I took the ML course on Coursera and modified one of the homeworks to build a "general purpose" neural network to use on my projects.
While I was testing the NN (5 inputs, 2 outputs) on the same dataset, tweaking the parameters I found out that by arbitrarily choosing a number of hidden units for the only hidden layer the F-score on the cross-validation/test set improves significantly.
For example with 1 hidden unit the F-score is ~0.79, with 2,3 and 4 is ~0.83 but if I suddenly increase it to 100 I get a perfect 1.0. At some point the minimum F-score I get is 0.99.
I'm sure there are no bugs in the code because the predictions reflect the F-score obtained (plus when I submitted it as homework there were no errors of any kind).
This thing is driving me crazy because as far as I know a "good practice" is to keep the number of hidden units between the number of inputs and outputs (in my case 5 to 2).
Do you have any idea/reference on why this happens?

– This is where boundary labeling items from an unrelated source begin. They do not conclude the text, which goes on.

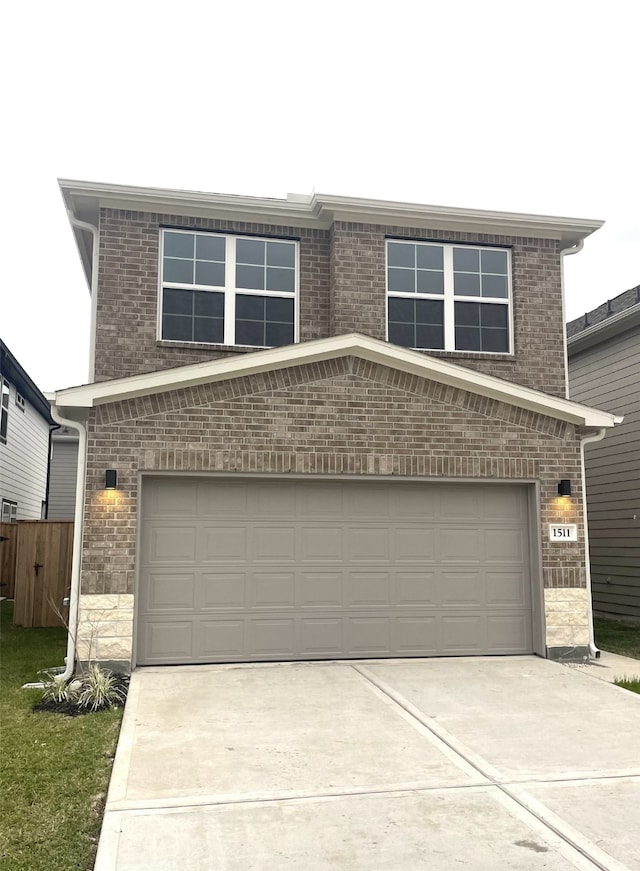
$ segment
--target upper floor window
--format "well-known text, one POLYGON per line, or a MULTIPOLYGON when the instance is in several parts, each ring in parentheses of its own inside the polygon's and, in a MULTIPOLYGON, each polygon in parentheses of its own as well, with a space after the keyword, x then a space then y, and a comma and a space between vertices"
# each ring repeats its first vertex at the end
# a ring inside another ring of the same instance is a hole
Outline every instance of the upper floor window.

Is it just the more neurons you throw at it the better?
Thank you.
Link to the source code and sample data: https://github.com/mardurhack/NN_question_stackoverflow
I find the partitioning of that code excessive and hard to see the full picture, but I guess it has some significance on your course. I would like clarification on something and I can't yet make comments - what is your learning rule? I will adapt my answer if necessary based on clarification, but this is assuming Levenberg-Marquardt as the baseline approach.
In "train.m" you partition your data only into training and testing sets. That would therefore mean that you are lacking any validation data, and I very recently wrote a layman's description of this does in an answer here. The more hidden neurons you add, the more you allow your network to contort its output to match what you are trying to map the inputs to, and the more it is susceptible to overfitting. So I would expect the prediction accuracy to increase on your network with more neurons, but that in no way leads to the conclusion that you have created a "better" model.
I think this next part rather unlikely considering that it requires a relatively large number of nodes to get a decent answer - but it could be that the system response does actually follow a very simple set of rules (hinted at by a well trained model also doing well against test data in your question, even in the absence of validation data). In that case, as an engineer, I would be looking for a mechanistic model for this problem, not a phenomenological one as the end goal. I am not able to build my own model at the moment to look into this further.